Dr Paul M Friedman, Professor of Dermatology at the University of Texas is quoted in WebMD as stating “hydroquinone has been used over the last 40 years and there has not been a single documented case of either skin cancer or internal cancer associated with it.”
The FDA proposed ban in 2006 was based on research showing “some evidence” that hydroquinone may cause cancer in rats. No evidence existed that it had caused cancer in humans.
The studies causing concern to the FDA at the time included a Japanese study in 2005 where rats were given high doses of hydroquinone in their feed for two years with the (somewhat unsurprising) result that they developed cancer of the liver and kidney.

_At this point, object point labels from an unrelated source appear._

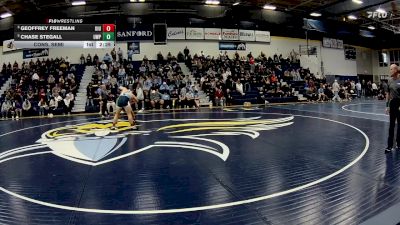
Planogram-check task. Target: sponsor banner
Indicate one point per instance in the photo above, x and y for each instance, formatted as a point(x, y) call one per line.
point(176, 33)
point(134, 46)
point(212, 34)
point(263, 36)
point(247, 35)
point(134, 34)
point(34, 53)
point(9, 45)
point(230, 34)
point(194, 33)
point(236, 46)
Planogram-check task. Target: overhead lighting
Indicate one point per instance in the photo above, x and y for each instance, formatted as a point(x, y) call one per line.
point(78, 3)
point(316, 14)
point(5, 15)
point(212, 2)
point(352, 17)
point(379, 10)
point(358, 2)
point(269, 7)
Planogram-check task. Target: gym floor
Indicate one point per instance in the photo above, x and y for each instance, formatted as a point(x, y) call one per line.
point(284, 164)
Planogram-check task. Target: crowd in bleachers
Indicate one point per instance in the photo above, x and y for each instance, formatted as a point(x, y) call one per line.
point(38, 87)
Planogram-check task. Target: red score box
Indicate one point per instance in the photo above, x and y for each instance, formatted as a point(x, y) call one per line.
point(108, 27)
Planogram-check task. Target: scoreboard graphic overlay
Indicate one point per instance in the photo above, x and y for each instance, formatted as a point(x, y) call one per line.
point(64, 35)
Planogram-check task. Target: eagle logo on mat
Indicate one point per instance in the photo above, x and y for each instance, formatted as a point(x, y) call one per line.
point(95, 144)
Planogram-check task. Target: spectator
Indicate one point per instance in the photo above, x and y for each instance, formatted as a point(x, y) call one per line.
point(5, 109)
point(53, 105)
point(335, 89)
point(120, 55)
point(130, 54)
point(42, 107)
point(219, 97)
point(82, 59)
point(239, 87)
point(114, 54)
point(89, 60)
point(68, 103)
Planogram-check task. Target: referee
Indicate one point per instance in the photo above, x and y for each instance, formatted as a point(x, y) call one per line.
point(392, 105)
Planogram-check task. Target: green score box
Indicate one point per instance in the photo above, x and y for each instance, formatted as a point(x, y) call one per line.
point(108, 36)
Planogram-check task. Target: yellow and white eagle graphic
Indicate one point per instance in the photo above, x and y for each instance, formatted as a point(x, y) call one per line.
point(94, 143)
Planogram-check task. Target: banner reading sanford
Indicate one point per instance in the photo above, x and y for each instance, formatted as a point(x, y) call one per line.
point(34, 53)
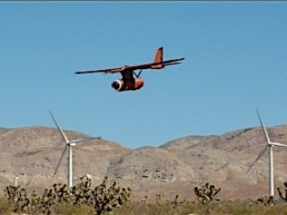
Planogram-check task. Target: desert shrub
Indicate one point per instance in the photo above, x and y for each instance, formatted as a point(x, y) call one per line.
point(80, 199)
point(206, 193)
point(5, 206)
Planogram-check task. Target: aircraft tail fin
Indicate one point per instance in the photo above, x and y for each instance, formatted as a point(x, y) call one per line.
point(158, 58)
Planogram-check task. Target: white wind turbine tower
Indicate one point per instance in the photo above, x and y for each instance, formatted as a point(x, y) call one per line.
point(269, 145)
point(15, 180)
point(69, 145)
point(87, 175)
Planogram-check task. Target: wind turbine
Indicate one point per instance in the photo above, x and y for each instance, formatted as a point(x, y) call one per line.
point(69, 145)
point(269, 145)
point(15, 180)
point(87, 175)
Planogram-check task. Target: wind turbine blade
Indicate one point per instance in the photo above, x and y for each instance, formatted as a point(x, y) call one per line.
point(61, 158)
point(84, 140)
point(59, 128)
point(258, 157)
point(263, 127)
point(278, 144)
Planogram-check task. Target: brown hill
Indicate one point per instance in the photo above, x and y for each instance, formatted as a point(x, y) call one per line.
point(174, 167)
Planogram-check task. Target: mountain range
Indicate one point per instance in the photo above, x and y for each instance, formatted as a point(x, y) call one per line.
point(175, 167)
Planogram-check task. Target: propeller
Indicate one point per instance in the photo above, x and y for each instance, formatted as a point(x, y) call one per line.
point(138, 75)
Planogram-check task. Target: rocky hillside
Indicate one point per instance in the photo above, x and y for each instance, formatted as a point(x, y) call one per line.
point(174, 167)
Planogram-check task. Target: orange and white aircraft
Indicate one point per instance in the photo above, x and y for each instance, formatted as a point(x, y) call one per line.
point(130, 80)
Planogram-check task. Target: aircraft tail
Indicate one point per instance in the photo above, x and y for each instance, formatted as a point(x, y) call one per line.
point(158, 58)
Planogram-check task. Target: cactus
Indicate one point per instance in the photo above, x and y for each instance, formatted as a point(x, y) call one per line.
point(266, 200)
point(207, 193)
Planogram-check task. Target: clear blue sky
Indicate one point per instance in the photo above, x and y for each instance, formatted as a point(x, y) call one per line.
point(236, 59)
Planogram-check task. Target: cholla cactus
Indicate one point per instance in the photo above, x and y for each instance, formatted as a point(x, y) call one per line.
point(281, 194)
point(101, 199)
point(266, 200)
point(158, 198)
point(207, 193)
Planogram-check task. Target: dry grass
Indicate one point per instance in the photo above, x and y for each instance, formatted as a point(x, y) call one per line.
point(167, 208)
point(221, 208)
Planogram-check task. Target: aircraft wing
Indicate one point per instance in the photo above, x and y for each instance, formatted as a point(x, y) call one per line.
point(110, 70)
point(135, 67)
point(150, 65)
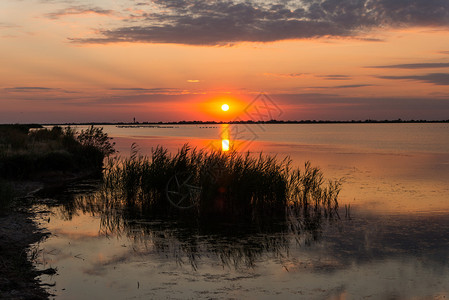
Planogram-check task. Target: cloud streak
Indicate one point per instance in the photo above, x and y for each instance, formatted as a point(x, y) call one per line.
point(347, 86)
point(412, 66)
point(433, 78)
point(219, 22)
point(79, 10)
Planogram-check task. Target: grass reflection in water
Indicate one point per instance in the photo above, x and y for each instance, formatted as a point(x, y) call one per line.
point(249, 207)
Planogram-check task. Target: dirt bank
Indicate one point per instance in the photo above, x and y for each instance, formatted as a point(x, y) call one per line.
point(18, 275)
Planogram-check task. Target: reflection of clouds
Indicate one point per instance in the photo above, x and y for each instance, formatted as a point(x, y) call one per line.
point(76, 234)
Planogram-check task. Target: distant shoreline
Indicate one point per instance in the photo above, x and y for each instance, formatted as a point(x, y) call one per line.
point(368, 121)
point(397, 121)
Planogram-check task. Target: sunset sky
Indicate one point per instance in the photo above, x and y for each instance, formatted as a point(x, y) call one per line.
point(113, 60)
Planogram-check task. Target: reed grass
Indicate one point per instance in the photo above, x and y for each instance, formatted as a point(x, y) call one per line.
point(26, 153)
point(229, 184)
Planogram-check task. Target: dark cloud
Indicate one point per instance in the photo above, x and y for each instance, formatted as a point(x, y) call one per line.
point(288, 75)
point(413, 66)
point(29, 89)
point(151, 90)
point(218, 22)
point(79, 10)
point(335, 77)
point(347, 86)
point(37, 90)
point(434, 78)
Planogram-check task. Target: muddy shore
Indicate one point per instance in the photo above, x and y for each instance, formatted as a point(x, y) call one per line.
point(18, 276)
point(19, 232)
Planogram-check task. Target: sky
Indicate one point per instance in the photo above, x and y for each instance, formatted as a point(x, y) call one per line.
point(116, 60)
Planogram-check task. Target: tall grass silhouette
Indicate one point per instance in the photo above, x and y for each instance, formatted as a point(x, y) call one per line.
point(228, 184)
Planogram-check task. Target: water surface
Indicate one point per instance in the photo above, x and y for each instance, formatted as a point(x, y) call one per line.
point(394, 244)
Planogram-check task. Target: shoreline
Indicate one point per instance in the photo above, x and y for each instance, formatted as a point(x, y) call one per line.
point(19, 277)
point(19, 232)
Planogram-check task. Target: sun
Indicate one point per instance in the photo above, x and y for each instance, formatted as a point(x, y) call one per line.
point(225, 107)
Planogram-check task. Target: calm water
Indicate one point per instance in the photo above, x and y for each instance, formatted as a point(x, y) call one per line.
point(394, 244)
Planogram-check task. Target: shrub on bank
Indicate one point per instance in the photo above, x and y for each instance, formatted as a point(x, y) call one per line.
point(215, 183)
point(26, 153)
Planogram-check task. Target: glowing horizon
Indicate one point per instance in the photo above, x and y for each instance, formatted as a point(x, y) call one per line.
point(59, 66)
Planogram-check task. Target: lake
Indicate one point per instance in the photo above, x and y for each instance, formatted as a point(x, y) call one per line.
point(392, 242)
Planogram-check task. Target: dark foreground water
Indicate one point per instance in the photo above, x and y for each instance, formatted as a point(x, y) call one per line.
point(393, 245)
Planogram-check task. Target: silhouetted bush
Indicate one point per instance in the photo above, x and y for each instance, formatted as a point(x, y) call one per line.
point(217, 184)
point(26, 154)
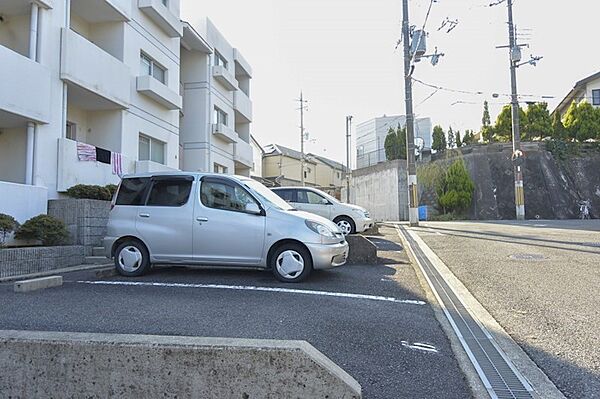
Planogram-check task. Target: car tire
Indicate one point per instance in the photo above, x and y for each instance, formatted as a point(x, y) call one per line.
point(132, 259)
point(291, 263)
point(346, 225)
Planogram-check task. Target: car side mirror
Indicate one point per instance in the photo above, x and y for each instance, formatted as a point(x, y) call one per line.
point(253, 208)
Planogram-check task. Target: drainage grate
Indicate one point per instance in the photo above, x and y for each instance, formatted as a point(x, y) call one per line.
point(498, 375)
point(527, 257)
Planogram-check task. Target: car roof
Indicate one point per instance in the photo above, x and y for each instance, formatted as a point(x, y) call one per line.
point(182, 173)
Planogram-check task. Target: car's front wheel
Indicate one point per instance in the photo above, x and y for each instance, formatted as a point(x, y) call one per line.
point(132, 259)
point(346, 225)
point(291, 263)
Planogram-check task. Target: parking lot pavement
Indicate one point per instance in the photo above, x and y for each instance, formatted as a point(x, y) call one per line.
point(373, 320)
point(539, 280)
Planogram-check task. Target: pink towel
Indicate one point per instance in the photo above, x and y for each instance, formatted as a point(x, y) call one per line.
point(117, 163)
point(86, 152)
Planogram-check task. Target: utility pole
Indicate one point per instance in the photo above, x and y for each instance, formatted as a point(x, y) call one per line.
point(413, 201)
point(515, 58)
point(348, 168)
point(302, 108)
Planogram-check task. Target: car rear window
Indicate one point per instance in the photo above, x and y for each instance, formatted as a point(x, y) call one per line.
point(171, 192)
point(132, 191)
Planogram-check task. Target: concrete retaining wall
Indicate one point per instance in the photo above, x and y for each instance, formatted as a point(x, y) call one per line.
point(23, 261)
point(85, 219)
point(53, 364)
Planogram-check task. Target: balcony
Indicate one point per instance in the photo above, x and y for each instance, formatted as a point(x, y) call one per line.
point(242, 154)
point(242, 105)
point(25, 90)
point(100, 80)
point(159, 92)
point(99, 11)
point(223, 76)
point(162, 16)
point(72, 171)
point(225, 133)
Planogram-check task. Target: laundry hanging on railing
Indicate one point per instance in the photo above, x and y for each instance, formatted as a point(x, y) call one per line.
point(117, 163)
point(86, 152)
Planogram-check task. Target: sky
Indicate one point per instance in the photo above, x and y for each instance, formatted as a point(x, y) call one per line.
point(341, 54)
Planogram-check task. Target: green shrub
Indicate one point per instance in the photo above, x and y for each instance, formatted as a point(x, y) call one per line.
point(8, 224)
point(112, 189)
point(47, 229)
point(455, 190)
point(84, 191)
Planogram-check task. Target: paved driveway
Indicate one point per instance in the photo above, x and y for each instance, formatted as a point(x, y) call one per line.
point(373, 321)
point(541, 281)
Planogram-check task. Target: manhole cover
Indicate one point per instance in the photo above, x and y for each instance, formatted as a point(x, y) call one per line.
point(527, 257)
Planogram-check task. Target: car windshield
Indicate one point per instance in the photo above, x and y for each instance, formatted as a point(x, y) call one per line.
point(267, 195)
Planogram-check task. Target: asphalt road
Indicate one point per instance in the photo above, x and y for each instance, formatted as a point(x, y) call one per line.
point(376, 340)
point(541, 281)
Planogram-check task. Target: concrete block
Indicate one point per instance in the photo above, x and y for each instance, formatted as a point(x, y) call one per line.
point(38, 284)
point(362, 251)
point(56, 364)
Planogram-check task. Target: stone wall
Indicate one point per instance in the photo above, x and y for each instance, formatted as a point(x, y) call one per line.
point(85, 219)
point(22, 261)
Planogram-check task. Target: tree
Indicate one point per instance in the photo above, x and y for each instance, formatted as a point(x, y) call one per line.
point(439, 139)
point(455, 190)
point(539, 122)
point(458, 140)
point(558, 129)
point(582, 121)
point(395, 144)
point(451, 138)
point(503, 127)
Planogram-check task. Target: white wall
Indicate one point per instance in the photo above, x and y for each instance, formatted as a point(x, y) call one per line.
point(24, 202)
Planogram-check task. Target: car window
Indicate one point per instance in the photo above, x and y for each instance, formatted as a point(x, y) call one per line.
point(226, 196)
point(132, 191)
point(286, 195)
point(314, 198)
point(170, 192)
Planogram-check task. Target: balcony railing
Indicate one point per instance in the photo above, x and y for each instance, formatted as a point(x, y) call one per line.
point(25, 87)
point(89, 67)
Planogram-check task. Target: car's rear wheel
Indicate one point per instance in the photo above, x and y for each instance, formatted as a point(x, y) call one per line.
point(291, 263)
point(346, 225)
point(132, 259)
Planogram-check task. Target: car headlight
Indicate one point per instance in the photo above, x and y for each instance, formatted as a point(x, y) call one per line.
point(320, 229)
point(362, 213)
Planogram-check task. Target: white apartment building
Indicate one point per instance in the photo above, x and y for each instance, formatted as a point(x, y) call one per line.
point(217, 110)
point(370, 137)
point(86, 82)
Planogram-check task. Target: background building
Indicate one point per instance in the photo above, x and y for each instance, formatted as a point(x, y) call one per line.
point(370, 137)
point(587, 89)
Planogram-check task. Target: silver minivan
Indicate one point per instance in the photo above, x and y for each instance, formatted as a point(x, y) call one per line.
point(216, 220)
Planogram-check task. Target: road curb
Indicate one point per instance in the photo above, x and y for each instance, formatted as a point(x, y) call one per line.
point(543, 386)
point(53, 272)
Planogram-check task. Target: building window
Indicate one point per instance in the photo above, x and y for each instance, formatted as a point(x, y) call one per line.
point(220, 116)
point(220, 168)
point(220, 60)
point(71, 131)
point(150, 149)
point(148, 66)
point(595, 97)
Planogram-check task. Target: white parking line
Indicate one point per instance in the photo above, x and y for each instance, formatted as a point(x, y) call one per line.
point(254, 288)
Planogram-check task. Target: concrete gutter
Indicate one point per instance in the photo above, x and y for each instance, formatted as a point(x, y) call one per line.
point(60, 364)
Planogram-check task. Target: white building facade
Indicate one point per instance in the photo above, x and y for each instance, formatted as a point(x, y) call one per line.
point(217, 110)
point(93, 89)
point(370, 137)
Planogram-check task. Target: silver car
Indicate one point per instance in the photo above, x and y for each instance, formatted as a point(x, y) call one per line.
point(220, 220)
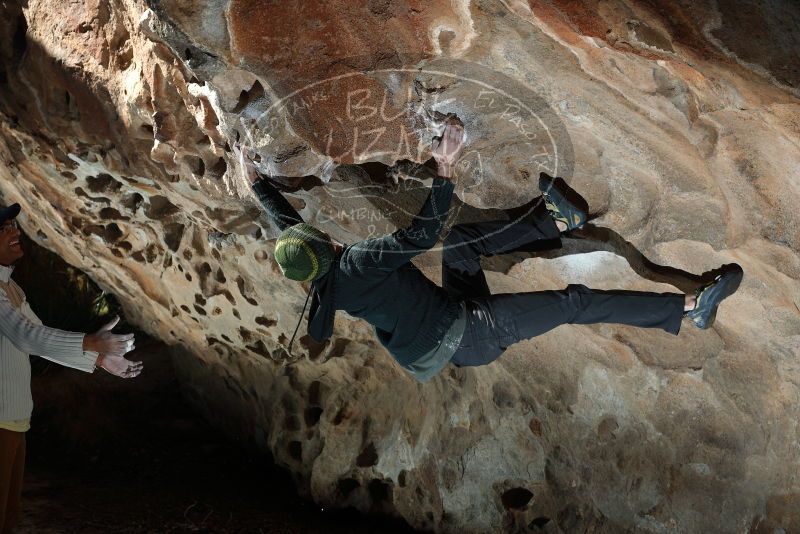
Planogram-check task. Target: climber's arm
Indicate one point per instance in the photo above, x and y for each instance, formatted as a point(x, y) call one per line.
point(280, 211)
point(278, 208)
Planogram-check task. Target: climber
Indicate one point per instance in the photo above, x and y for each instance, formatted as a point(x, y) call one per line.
point(425, 326)
point(22, 333)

Topical hydroquinone is absorbed very slowly through human skin and creams contain very low concentrations compared to the amount fed to the rats in the study. There are many drugs which have been found to cause cancer in rats but have no effect at all in humans.
So – unless you start sprinkling it on your cornflakes it is difficult to see where the link between hydroquinone and any form of human cancer is coming from.
Most qualified commentators have concluded that the link between cancer in humans and hydroquinone applied topically in a cream is dubious.
Or as Dr. Susan Taylor, Assistant Professor of Dermatology at Columbia University, stated in the Dermatology Times, “if you give a rat enough of anything orally it may well develop cancer”
2. Other side effects of hydroquinone
Hydroquinone has also been linked with a condition called ochronosis which is a build up of dark pigment in connective tissue.
Skin affected by ochronosis develops disfiguring raised dark gray and yellowish spots and the condition is only seen in skin of color (African-American, Hispanic and Asian).
The link between the use of hydroquinone and ochronosis was first observed in South Africa where doubtful marketing campaigns resulted in long term over use of hydroquinone products to lighten skin – sometimes for as long as 10-40 years at high concentrations.
Cases of ochronosis following hydroquinone use in the US and the UK have also been reported but in much smaller numbers.
Dr Taylor at Columbia concluded that ochronosis as a result of hydroquinone use is a “very infrequent problem” in the US.
The US has seen around 200 reported cases over millions of users of hydroquinone products since approval was first granted for over the counter use in 1982.
Is hydroquinone safe?
Whilst the debate still rages – it does appear that for certain skin types hydroquinone can be associated with skin damage (ochronosis).
Side effects of this type seem to occur mostly when skin lightening creams with hydroquinone at high concentrations are used over a prolonged period of time.
This is not exclusively so as there are some studies showing that there is a risk of skin damage after short term use although this is always associated with unprotected sun exposure as well.
If you have the dark skin type that is likely to be affected by ochronosis then the safest route would be to talk to a dermatologist rather than purchasing over the counter products and use hydroquinone cream only as directed.
Hydroquinone and hyperpigmentation is more straightforward. For Caucasian skin types hydroquinone creams are likely to be a safe and effective treatment to reduce or eliminate age spots. Creams and lotions for age spots are meant to be applied for short periods of time until the hyperpigmentation has faded. Provided you stick to that you should not have problems.
Whilst dangers have been exaggerated – it will pay to be sensible in the long run. So make sure you set time limits for using hydroquinone products (maximum 3-4 months at a time), limit sun exposure and apply high factor sun screen to areas treated.